Sunday, March 18, 2007



We will not tolerate intolerance!

Set fire the faggots (No, the first definition in the dictionary, not the current vernacular) and throw the heretic on the auto-da-fe.

Kill the messenger.

Burn the books.

Put the infidel to the sword.

Shun them. Silence them. Do not let them speak, lest they despoil tender minds.

Why does the first recourse seem always thus?

Perhaps it is the baser side of human nature. The raw animal instinct that needs to be mitigated by the nobler philosophies of rational and civilized minds.

First, the rabid left of the Democratic Party demanded a boycott of a planned debate of Democratic presidential candidates in Nevada because it was to be broadcast on the hated Fox News cable television network, the cable news outlet with the highest ratings. The state party acquiesced and canceled.

When the Review-Journal editorially criticized the state party, we got several dozen e-mails, most like this from a Californian: "Fox News is an agenda-driven operation more adapt at cheap shots than news gathering. For Fox to host the Democrats would be like holding a convention of postal workers in a dog pound."

Next came the thousands of e-mails from all over the country to editorial page editors demanding that they stop publishing the columns of conservative bombastician Ann Coulter after she quipped at a political conference, "I was going to have a few comments on the other Democratic presidential candidate John Edwards, but it turns out you have to go into rehab if you use the word faggot, so I -- so kind of an impasse, can't really talk about Edwards."

A number of newspapers, promptly complied, though she had never used such language in her column. The Review-Journal continues to publish Coulter.

People let us know they did not like Coulter's slurs and did so with a few of their own.

Another Californian offered, "Please drop Ann Coulter, a buffoon and proponent of hatred ... You should stop publishing ravings of psychosexual neurotics by calling them opinions. It is truly shameful to do so, like calling smut art. Your readers know it when they see it."

At least radical lefty Ted Rall, whose editorial cartoons and occasionally a column appear on the op-ed pages of this newspaper, weighed in with support for Coulter. As well he should, because he himself has been the target of boycott demands.

"As a fervent proponent of the First Amendment and an opinion monger who relies upon the right to free expression to earn a living, however, I must set aside my personal resentment -- and I ask you to do the same," Rall wrote.

But perhaps the best response came from a Las Vegas Army officer who said he despises Coulter but reads her columns and analyzes her claims.

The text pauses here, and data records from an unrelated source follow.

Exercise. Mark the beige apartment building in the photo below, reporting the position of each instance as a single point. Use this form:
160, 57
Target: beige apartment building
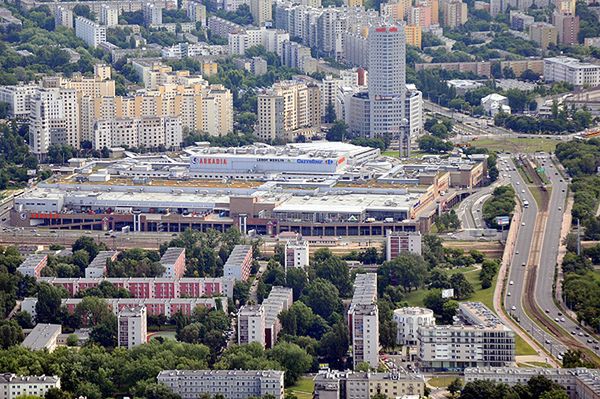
286, 108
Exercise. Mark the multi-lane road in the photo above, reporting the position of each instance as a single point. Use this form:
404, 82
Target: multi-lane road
534, 256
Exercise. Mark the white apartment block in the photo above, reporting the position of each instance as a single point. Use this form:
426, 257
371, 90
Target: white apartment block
413, 111
363, 321
580, 383
63, 17
571, 70
13, 386
387, 71
222, 27
152, 14
329, 91
196, 12
148, 132
402, 241
232, 384
478, 340
90, 32
408, 321
233, 5
361, 385
53, 119
42, 337
132, 326
251, 324
296, 254
18, 98
109, 16
261, 323
261, 11
271, 39
295, 55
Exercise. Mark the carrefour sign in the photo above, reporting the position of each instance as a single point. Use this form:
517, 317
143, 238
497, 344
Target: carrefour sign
208, 161
316, 161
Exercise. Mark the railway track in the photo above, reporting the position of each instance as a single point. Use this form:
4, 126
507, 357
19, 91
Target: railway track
529, 303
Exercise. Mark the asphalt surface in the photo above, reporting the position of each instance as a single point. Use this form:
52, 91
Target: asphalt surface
545, 277
549, 251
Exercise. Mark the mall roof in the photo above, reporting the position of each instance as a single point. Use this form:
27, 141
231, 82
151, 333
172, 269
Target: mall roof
348, 203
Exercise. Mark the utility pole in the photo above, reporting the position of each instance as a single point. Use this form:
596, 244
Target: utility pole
578, 238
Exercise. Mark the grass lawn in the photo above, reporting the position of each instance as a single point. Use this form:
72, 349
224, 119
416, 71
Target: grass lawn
164, 334
441, 382
303, 389
514, 144
522, 348
415, 298
396, 154
485, 296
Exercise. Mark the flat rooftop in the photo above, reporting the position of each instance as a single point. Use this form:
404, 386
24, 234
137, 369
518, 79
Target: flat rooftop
42, 336
349, 203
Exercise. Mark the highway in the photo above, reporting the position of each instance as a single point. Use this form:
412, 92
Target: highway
515, 290
546, 270
535, 255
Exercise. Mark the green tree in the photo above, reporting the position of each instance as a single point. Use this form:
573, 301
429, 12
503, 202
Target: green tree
331, 268
455, 386
407, 270
462, 287
333, 347
294, 360
322, 297
47, 308
337, 132
443, 308
296, 279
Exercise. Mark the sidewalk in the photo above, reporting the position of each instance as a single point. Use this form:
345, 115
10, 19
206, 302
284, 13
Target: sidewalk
506, 259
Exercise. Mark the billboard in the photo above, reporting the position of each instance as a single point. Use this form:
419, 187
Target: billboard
225, 163
502, 220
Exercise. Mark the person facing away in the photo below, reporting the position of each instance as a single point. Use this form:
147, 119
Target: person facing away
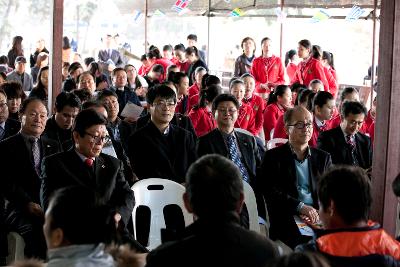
77, 228
214, 194
348, 237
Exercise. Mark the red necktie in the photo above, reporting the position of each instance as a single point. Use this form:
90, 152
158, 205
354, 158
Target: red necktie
89, 162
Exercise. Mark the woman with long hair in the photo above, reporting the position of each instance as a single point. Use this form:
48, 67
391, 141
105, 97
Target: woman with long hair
267, 70
244, 61
201, 115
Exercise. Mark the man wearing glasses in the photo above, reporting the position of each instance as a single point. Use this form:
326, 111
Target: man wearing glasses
345, 143
85, 165
290, 176
161, 149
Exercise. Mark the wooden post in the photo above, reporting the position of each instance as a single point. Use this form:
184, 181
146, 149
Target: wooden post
55, 75
386, 162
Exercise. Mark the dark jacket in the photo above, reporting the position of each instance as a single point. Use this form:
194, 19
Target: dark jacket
155, 155
105, 178
216, 243
334, 142
19, 178
11, 128
278, 183
61, 136
368, 246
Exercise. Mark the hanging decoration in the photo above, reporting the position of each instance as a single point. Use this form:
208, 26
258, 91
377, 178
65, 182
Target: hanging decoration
280, 15
237, 12
355, 13
180, 5
321, 15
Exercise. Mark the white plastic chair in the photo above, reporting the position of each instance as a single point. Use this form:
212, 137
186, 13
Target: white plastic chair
274, 142
16, 246
251, 204
156, 193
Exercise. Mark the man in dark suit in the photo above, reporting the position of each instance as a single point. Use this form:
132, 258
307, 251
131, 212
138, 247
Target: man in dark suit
214, 194
109, 54
20, 160
58, 126
290, 176
87, 166
8, 127
161, 149
345, 143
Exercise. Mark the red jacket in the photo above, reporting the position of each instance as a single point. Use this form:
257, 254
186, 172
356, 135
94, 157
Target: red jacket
291, 71
308, 70
258, 105
271, 116
267, 70
333, 86
194, 90
359, 242
317, 131
203, 121
245, 118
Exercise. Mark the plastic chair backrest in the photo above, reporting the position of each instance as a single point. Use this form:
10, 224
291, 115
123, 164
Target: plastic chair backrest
251, 204
156, 194
274, 142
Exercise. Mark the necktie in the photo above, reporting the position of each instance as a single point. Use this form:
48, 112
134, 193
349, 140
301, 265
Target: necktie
350, 141
235, 157
1, 133
36, 154
89, 162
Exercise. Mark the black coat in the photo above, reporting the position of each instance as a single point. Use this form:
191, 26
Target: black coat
11, 128
19, 178
334, 142
214, 244
154, 155
278, 183
106, 179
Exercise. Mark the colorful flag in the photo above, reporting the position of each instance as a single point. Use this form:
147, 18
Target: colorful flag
321, 15
237, 12
180, 5
355, 13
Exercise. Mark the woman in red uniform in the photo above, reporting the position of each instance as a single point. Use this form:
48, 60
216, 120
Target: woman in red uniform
181, 82
267, 70
310, 68
201, 116
254, 101
291, 64
244, 61
278, 102
245, 118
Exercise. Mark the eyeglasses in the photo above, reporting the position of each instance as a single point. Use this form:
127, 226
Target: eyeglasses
168, 104
99, 139
229, 110
301, 125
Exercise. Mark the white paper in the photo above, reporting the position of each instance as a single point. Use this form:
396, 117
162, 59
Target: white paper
132, 111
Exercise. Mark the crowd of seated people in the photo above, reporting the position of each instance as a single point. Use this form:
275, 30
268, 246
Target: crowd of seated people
112, 126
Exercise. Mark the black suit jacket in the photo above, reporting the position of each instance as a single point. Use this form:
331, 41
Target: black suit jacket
213, 143
106, 179
154, 155
334, 142
279, 186
227, 244
19, 178
11, 128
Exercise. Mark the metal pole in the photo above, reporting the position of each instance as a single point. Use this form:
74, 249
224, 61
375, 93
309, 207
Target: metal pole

"I have given the devil consideration, and dismissed her on the lack of merit in her claim rather than the lack of agreement with my own personal viewpoint," Ryan Jean wrote in a letter published Saturday. "Ann Coulter must be allowed to speak, even if it is worthless, because the First Amendment to that cherished document protects her right to do so. The real test of this right isn't what we do to the speech we agree with, but what we do with the speech we don't. If you want to secure liberty, this is fundamental."

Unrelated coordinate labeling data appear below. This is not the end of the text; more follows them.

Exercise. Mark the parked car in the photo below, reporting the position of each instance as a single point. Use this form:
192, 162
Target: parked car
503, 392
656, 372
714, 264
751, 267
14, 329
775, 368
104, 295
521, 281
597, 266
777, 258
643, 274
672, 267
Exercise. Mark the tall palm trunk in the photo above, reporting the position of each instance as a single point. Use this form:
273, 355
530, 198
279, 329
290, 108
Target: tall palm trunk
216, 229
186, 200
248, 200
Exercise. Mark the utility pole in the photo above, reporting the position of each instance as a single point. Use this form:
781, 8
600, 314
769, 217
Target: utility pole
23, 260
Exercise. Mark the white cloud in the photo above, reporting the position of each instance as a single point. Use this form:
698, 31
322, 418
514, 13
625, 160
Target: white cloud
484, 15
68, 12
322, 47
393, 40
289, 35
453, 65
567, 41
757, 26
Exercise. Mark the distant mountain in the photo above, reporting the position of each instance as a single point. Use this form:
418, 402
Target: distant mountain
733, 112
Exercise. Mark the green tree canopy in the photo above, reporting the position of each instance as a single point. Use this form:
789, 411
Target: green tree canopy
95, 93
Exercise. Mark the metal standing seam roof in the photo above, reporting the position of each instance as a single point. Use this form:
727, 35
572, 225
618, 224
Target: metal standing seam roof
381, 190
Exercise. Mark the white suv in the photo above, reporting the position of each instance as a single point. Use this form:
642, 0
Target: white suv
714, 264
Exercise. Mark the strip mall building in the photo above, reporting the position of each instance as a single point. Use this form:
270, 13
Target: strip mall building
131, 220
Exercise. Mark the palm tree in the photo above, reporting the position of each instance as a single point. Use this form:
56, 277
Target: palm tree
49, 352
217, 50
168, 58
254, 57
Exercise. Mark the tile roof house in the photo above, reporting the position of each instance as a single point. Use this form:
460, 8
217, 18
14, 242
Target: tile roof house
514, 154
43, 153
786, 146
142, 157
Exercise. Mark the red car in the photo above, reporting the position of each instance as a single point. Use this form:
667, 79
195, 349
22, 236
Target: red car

And finally, when Review-Journal columnist Erin Neff suggested that Gov. Jim Gibbons' legal entanglements had mounted to the point that he should resign, we promptly received a letter declaring, "I've read enough, it's time for Erin Neff to go!"

I wonder if these people ever stop to consider that their demands to silence those with whom they disagree is in the same vein, differing only by degrees, as the demands of Muslims that Muhammad never be depicted and that the cartoonists who did so for a Danish newspaper be put to death.

As for this newspaper, we will not cower just because a few brats throw a tantrum.

I'm not saying that people should not call for bans on speakers and writers, that would be a tad hypocritical. Calling for a ban on bans, so to speak. But I will suggest that the civilized thing to do is to curb the animal instinct and answer speech we abhor with countervailing and superior speech, rather than boycotts or violence.